Judge Ginsburg would be only the second woman to sit on the Supreme Court. Because of her background as a lawyer who had won many of the first landmark rulings giving women constitutional rights, her nomination has raised the issue of whether she would be an "activist" female justice working to expand those rights.


Although she said the Constitution's 14th Amendment guarantee of "equal protection of the laws" definitely extends to women, she insisted "that is not at all taking an activist position" because most people would agree with it.

The day's questioning appeared to be a genuine effort by senators to learn about her judicial philosophy without concern over how her answers might influence votes, since there is no indication yet that any member of the committee or of the full Senate will vote against her.

As yesterday's hearing ran on into the evening, it reached a historic point: the first time a woman nominated to the court was questioned by a female senator. Sen. Dianne Feinstein, a Democrat from California and one of two women appointed to the committee this year, questioned Judge Ginsburg about the Supreme Court's latest abortion ruling narrowing the constitutional right of a woman to end a pregnancy.

The senator, however, had the same lack of success as the others in quizzing the judge on major issues: She got no direct answer. Judge Ginsburg said the abortion issue could come up again.

While many of her answers and comments during the day were vague, and were labeled by Sen. William S. Cohen, R-Maine, as expressions of "Delphic ambiguity," the judge did speak directly and pointedly when questioned by Sen. Arlen Specter, R-Pa., about women's rights.

She confessed openly to "skepticism" that Congress and state legislatures could be trusted to pass new laws to protect women's rights, so long as those chambers are made up mostly of men.

She said she had come from an era when most laws adopted by men to protect women actually worked in reverse, and protected "men's jobs" or opportunities from being shared fully by women. She was instrumental as a lawyer in getting several such laws struck down, under a more expansive reading of the Constitution's guarantee of equal treatment.

In telling the senators of her long-standing support for an Equal Rights Amendment to the Constitution, the nominee several times suggested that that would be important mostly as a "symbolic" gesture -- thus hinting that she did not think there was any practical need at this point for an explicit guarantee in the Constitution for the equality of the sexes.

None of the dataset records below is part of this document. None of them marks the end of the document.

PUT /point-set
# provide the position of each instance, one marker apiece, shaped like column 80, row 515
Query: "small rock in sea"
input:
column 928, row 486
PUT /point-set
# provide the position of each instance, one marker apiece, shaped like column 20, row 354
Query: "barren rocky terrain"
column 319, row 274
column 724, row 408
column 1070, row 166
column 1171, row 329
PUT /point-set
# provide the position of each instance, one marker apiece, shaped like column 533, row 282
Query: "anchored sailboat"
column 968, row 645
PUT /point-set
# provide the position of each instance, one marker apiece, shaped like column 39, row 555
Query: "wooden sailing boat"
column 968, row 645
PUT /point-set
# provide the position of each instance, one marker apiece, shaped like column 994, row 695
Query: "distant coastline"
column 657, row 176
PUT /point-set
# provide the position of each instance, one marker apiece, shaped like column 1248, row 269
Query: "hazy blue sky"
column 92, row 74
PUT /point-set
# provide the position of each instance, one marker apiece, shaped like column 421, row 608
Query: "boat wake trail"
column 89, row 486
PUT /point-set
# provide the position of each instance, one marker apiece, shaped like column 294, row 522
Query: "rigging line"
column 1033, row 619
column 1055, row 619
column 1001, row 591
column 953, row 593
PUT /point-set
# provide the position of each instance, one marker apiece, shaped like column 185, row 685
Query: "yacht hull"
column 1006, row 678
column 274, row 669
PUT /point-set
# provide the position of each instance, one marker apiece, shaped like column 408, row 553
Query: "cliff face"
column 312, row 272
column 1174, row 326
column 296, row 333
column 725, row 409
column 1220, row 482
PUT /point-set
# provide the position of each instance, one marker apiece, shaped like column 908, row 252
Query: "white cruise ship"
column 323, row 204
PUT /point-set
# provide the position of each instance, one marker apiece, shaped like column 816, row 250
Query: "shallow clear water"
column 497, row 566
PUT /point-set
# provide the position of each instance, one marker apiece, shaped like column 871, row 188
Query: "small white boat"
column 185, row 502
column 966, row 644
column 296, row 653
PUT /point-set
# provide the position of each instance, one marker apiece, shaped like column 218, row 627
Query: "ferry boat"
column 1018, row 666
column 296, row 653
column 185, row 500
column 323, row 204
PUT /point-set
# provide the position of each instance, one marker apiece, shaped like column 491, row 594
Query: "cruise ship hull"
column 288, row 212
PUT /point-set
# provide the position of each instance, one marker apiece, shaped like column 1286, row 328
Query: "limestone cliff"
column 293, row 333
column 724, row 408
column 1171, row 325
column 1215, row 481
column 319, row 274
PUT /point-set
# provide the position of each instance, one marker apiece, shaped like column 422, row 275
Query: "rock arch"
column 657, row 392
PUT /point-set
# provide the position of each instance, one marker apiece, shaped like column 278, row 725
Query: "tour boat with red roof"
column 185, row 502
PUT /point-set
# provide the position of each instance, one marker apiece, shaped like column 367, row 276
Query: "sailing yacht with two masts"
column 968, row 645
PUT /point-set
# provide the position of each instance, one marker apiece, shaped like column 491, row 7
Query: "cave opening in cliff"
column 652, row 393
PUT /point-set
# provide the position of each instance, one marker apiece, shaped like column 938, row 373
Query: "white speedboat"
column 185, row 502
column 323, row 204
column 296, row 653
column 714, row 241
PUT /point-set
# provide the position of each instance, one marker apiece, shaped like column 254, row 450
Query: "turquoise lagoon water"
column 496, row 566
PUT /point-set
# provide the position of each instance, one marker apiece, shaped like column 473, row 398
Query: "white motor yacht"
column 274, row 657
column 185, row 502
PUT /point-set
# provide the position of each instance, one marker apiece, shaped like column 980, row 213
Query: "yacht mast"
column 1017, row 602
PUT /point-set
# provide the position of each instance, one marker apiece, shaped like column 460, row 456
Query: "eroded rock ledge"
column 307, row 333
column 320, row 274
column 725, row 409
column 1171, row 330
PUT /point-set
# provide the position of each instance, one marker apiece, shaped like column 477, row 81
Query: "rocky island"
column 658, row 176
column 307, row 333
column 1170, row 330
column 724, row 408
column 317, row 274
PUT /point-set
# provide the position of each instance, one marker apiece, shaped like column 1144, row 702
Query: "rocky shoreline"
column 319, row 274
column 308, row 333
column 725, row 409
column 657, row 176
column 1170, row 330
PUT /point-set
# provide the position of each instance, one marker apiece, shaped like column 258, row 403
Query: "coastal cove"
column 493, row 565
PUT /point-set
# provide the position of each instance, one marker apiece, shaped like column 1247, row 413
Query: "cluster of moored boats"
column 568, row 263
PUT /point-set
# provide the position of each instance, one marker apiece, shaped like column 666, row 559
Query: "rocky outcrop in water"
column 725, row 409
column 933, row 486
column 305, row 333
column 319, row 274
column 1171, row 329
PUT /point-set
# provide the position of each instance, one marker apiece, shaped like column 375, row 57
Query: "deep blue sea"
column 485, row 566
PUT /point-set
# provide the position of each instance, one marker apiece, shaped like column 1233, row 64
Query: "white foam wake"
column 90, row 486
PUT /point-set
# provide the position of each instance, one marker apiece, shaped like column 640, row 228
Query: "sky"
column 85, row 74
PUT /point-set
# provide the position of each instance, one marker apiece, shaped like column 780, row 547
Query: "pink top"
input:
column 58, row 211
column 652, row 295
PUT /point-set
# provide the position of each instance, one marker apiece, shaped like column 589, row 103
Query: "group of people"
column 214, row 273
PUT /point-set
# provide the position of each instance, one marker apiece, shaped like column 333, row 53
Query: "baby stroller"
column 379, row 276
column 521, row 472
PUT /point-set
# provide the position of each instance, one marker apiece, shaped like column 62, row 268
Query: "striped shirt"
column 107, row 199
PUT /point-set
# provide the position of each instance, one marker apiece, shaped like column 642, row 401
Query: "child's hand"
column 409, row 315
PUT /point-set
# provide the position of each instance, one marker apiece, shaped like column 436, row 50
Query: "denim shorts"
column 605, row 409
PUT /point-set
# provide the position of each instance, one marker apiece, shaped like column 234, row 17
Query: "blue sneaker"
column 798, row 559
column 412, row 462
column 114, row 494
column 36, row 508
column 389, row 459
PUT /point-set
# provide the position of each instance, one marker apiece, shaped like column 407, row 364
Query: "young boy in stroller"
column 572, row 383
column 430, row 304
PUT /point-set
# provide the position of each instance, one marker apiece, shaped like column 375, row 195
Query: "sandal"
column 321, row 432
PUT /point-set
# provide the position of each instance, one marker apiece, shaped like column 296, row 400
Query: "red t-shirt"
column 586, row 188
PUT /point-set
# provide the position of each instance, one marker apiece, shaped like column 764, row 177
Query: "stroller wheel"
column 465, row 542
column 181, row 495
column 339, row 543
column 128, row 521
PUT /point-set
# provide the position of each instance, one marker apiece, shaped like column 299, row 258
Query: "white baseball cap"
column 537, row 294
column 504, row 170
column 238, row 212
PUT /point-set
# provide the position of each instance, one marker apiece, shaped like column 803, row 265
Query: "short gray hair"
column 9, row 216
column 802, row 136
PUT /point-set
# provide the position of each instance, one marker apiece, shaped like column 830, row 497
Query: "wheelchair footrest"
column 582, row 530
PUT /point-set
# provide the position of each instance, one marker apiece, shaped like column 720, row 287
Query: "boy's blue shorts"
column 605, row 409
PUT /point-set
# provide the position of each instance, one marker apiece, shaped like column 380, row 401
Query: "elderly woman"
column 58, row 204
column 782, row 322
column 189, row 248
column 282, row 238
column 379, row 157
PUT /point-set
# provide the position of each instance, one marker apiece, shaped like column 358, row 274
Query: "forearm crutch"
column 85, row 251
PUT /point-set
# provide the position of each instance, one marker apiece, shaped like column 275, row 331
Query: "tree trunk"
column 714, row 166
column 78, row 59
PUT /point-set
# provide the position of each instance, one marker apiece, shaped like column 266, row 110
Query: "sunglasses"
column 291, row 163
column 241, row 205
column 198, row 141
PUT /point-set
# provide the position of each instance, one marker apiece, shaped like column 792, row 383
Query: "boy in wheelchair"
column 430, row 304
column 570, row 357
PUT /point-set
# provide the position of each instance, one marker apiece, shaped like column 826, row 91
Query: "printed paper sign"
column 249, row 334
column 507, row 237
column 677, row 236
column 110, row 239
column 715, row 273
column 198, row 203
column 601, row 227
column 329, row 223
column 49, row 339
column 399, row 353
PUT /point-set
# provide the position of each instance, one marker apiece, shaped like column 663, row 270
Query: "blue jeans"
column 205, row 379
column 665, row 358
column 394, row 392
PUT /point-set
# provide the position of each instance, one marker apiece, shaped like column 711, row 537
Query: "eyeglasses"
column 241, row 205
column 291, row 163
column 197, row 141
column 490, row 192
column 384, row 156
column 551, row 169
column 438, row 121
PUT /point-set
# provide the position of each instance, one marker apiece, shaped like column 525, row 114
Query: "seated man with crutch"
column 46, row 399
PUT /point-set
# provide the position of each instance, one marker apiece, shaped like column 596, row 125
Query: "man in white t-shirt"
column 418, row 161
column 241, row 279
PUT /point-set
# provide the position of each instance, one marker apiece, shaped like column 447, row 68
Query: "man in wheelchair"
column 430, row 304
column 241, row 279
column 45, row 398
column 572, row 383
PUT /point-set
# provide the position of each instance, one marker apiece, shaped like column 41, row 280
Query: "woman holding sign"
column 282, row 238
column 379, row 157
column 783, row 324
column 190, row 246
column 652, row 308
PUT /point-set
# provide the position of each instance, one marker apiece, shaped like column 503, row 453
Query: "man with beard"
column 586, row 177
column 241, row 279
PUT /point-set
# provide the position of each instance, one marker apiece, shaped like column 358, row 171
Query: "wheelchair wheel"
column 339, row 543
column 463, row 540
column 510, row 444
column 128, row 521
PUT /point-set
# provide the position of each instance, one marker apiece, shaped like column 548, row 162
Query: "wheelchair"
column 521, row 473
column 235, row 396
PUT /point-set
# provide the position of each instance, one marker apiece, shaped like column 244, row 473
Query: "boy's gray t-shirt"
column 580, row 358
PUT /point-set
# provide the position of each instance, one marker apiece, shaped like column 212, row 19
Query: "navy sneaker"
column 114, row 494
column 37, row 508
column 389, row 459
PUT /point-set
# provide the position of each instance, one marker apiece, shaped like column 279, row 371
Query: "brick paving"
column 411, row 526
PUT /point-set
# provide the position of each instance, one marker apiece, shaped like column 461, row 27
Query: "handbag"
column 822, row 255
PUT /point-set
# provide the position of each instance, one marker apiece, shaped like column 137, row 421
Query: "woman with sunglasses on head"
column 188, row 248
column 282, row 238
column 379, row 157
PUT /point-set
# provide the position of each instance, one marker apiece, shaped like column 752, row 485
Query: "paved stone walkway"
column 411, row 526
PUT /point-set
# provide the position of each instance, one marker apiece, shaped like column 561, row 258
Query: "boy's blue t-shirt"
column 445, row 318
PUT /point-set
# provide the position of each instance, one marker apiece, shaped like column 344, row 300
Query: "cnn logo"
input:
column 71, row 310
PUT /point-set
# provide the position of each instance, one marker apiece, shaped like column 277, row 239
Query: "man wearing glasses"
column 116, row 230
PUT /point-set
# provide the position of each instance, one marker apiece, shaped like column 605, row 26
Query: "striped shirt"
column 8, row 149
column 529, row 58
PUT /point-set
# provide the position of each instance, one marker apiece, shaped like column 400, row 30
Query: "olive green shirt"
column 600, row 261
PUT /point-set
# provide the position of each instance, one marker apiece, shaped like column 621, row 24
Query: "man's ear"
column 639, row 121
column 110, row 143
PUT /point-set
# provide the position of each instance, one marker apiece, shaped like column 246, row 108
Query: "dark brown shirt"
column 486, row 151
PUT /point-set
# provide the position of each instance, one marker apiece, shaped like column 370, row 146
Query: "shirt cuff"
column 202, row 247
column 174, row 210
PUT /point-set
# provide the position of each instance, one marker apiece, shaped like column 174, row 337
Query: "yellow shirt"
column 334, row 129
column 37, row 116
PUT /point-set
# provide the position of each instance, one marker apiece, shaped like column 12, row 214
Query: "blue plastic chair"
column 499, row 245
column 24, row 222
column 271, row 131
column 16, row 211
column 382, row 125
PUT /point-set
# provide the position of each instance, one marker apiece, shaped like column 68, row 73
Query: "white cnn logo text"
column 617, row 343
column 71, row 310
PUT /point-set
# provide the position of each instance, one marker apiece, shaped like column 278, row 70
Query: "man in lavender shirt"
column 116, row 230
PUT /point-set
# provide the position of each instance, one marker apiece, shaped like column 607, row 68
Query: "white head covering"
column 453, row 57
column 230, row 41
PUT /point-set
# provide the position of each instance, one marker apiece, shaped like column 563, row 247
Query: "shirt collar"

The core women's rights issue that she noted is still an "open question" for the court is whether the present 14th Amendment "equal protection" clause should nullify any law that treats women and men differently, unless such a law is clearly necessary for the operation of the government.

As a lawyer, Judge Ginsburg had advocated just such an expansion, and she reminded the senators of that. But she refused to say how she should feel about it as a justice.

Among other major issues the judge refused to discuss with the Judiciary Committee yesterday was the constitutionality of the death penalty. Asked if she had any "constitutional scruple" against capital punishment, she said, "My own view . . . is not relevant to any question I am asked to decide. I will be scrupulous in applying the law. My views are not relevant to the job for which you are considering me, as a judge."